Pensando en esto del pedir que cómo he tratado en otros artículos desde diversos puntos de vista como son:
¿Sabes decir No?, en el cual planteo que el complacer a otros sin pedir nada a cambio nos vuelve invisibles y seres muy enojados con la vida.
No van a adivinar mejor pídelo, en el cual la propuesta es dejar a un lado el idealismo de hombre y poner los pies en la tierra, evitándonos
sinsabores innecesarios.
Espera o actúa, en el cual propongo dejar de esperar pasivamente a que la vida nos brinde aquello que anhelamos y tomar un papel proactivo de nuestra vida para poder influir su rumbo.
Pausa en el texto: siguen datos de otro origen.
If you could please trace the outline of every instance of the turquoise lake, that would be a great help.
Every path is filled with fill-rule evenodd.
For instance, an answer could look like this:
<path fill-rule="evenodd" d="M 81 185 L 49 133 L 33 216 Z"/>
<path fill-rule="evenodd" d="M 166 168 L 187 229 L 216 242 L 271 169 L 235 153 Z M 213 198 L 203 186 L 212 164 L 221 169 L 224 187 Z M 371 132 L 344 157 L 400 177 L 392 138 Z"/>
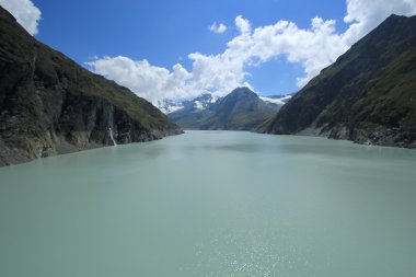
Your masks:
<path fill-rule="evenodd" d="M 416 151 L 187 131 L 0 168 L 0 276 L 416 276 Z"/>

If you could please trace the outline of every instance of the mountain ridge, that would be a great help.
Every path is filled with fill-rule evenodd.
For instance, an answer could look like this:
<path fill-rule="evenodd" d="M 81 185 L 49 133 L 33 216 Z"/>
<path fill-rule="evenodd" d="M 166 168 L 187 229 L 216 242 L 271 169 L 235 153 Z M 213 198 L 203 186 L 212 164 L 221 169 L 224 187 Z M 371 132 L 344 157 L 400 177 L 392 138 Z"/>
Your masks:
<path fill-rule="evenodd" d="M 216 102 L 211 100 L 209 94 L 201 95 L 167 116 L 184 129 L 254 130 L 281 106 L 263 101 L 245 86 L 234 89 Z"/>
<path fill-rule="evenodd" d="M 391 15 L 323 69 L 259 132 L 416 147 L 416 16 Z"/>
<path fill-rule="evenodd" d="M 181 132 L 148 101 L 37 42 L 0 7 L 0 165 Z"/>

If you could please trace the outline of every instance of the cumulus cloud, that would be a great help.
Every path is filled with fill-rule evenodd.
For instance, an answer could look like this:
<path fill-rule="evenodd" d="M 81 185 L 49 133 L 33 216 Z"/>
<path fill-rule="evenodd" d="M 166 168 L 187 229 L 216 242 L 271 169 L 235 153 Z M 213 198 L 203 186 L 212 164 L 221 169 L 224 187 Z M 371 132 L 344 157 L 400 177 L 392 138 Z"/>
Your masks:
<path fill-rule="evenodd" d="M 31 0 L 0 0 L 0 5 L 13 14 L 31 35 L 38 33 L 41 10 Z"/>
<path fill-rule="evenodd" d="M 222 34 L 227 31 L 227 26 L 223 23 L 217 24 L 217 22 L 213 22 L 208 30 L 216 34 Z"/>
<path fill-rule="evenodd" d="M 238 15 L 239 33 L 227 44 L 226 50 L 218 55 L 189 54 L 189 71 L 180 64 L 169 70 L 151 66 L 147 60 L 134 61 L 126 57 L 104 57 L 89 65 L 92 71 L 130 88 L 153 103 L 207 92 L 222 96 L 236 86 L 251 88 L 245 81 L 250 67 L 279 56 L 302 66 L 304 76 L 297 82 L 301 88 L 391 13 L 416 13 L 415 0 L 347 0 L 346 4 L 344 21 L 348 28 L 344 33 L 336 31 L 334 20 L 320 16 L 312 19 L 308 28 L 284 20 L 253 28 L 247 19 Z M 212 28 L 219 26 L 212 25 Z"/>
<path fill-rule="evenodd" d="M 345 44 L 354 44 L 392 13 L 414 15 L 416 14 L 416 1 L 347 0 L 347 14 L 344 22 L 350 25 L 343 35 Z"/>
Ahora me gustaría señalar la importancia del pedir, ser más explícita en las funciones que tiene y los beneficios que brinda.
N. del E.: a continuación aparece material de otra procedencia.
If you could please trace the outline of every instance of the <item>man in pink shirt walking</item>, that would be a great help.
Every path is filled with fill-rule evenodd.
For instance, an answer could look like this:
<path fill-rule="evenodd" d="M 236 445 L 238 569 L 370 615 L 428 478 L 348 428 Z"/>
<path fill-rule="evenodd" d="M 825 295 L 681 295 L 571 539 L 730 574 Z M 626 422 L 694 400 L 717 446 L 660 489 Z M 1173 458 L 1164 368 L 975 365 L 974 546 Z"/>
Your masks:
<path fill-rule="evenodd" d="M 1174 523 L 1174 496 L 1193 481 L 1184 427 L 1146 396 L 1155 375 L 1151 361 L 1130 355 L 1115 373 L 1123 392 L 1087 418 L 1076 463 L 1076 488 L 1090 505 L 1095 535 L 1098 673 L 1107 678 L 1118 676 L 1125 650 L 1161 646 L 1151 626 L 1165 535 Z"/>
Si todas las mujeres supiésemos las ventajas que aporta el pedir, otro sería nuestro cantar.
Funciones del pedir
El pedir equilibra las relaciones y las conserva
Por ejemplo en una amistad:
Isabel y Martha son amigas, pero viven en extremos opuestos de la ciudad. Ellas alternen los puntos de encuentro una vez se reúnen cerca de casa de Isabel y otra vez cerca de casa de Martha.
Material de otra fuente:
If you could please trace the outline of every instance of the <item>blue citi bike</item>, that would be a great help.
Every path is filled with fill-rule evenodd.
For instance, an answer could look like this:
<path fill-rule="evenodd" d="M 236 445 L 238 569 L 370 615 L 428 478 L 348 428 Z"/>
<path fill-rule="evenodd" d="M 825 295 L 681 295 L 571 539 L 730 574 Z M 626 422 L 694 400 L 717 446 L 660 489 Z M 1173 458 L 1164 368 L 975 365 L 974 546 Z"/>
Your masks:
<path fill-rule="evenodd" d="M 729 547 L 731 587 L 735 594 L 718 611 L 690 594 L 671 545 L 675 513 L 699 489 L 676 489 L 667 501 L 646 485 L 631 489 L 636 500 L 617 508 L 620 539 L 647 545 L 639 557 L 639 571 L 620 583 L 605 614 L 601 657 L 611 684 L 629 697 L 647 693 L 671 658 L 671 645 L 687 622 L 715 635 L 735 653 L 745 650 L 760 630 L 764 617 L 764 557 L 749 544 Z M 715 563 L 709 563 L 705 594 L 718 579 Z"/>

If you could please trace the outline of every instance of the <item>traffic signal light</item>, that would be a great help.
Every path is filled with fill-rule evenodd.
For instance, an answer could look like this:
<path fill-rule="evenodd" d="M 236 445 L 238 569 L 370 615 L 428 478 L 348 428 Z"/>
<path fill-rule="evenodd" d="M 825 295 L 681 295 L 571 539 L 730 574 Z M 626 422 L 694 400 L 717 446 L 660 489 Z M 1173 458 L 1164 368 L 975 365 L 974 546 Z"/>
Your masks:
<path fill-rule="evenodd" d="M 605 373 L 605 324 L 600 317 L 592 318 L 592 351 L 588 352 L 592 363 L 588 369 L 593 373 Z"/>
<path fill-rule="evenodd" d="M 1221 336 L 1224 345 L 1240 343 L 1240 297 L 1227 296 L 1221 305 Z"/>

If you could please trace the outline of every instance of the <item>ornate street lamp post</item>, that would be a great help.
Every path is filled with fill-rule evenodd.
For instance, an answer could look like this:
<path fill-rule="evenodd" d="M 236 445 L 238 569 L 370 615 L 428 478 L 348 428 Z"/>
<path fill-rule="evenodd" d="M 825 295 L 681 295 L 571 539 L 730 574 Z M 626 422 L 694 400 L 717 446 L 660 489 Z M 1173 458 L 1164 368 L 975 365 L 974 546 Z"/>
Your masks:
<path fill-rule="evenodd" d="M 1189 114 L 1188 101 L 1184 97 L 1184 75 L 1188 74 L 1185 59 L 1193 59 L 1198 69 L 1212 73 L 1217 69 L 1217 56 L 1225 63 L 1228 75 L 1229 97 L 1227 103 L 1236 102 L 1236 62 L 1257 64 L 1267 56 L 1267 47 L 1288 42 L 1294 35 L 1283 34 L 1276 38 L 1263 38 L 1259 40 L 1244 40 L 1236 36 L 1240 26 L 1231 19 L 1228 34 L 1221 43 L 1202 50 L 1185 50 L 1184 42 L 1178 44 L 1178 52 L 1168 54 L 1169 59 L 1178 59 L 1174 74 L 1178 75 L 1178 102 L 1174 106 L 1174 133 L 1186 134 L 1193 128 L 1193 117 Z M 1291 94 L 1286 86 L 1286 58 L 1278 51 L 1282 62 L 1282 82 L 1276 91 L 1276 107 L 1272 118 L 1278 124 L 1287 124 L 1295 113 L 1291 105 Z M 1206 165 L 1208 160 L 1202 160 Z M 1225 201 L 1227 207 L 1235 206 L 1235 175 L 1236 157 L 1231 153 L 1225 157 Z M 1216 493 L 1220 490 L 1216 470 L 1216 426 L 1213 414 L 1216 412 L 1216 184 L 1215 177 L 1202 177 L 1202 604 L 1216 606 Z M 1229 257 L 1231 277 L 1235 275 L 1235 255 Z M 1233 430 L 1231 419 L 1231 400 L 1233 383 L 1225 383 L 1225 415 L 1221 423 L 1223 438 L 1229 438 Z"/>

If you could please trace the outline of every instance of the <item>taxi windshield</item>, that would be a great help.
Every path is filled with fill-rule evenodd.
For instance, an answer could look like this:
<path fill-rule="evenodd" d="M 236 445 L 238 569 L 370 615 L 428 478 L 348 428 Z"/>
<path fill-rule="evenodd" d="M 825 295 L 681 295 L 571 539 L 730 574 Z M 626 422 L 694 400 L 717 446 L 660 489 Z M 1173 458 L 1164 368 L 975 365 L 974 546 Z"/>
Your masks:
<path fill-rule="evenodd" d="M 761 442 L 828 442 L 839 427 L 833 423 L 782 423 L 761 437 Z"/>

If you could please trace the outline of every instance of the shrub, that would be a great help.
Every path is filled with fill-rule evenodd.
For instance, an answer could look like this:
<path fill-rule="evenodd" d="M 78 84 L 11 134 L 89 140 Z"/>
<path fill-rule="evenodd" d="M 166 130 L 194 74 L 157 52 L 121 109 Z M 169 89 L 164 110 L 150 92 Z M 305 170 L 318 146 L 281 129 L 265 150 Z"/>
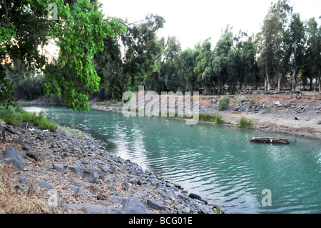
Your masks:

Así ambas están mostrando el mismo interés en la amistad.
Por ejemplo en una pareja:
Luis siempre está disponible para su novia Verónica, le ayuda en su trabajo, a arreglar desperfectos de su departamento, la lleva a hacer sus pendientes etc.
Luis no pide nada a cambio y el efecto aunque pareciera increíble es que Verónica se empieza a cansar de Luis. Esto sucede porque Luis mismo no se da un valor. La relación se desquilibra y no perdura. Verónica está arriba de la balanza, mientras que Luis se ha colocado abajo.
A veces pensamos que si damos y damos se nos regresará. Pero esto en la vida real no sucede.
Luis se quedó pensando que había hecho mal, si dio y dio. El error de Luis fue no pedir nada a cambio. Como por ejemplo pedir que mientras el arreglaba los desperfectos del departamento, ella le hiciera el super de la semana.
Cuando alguien siempre está disponible empezamos a desvalorizarla.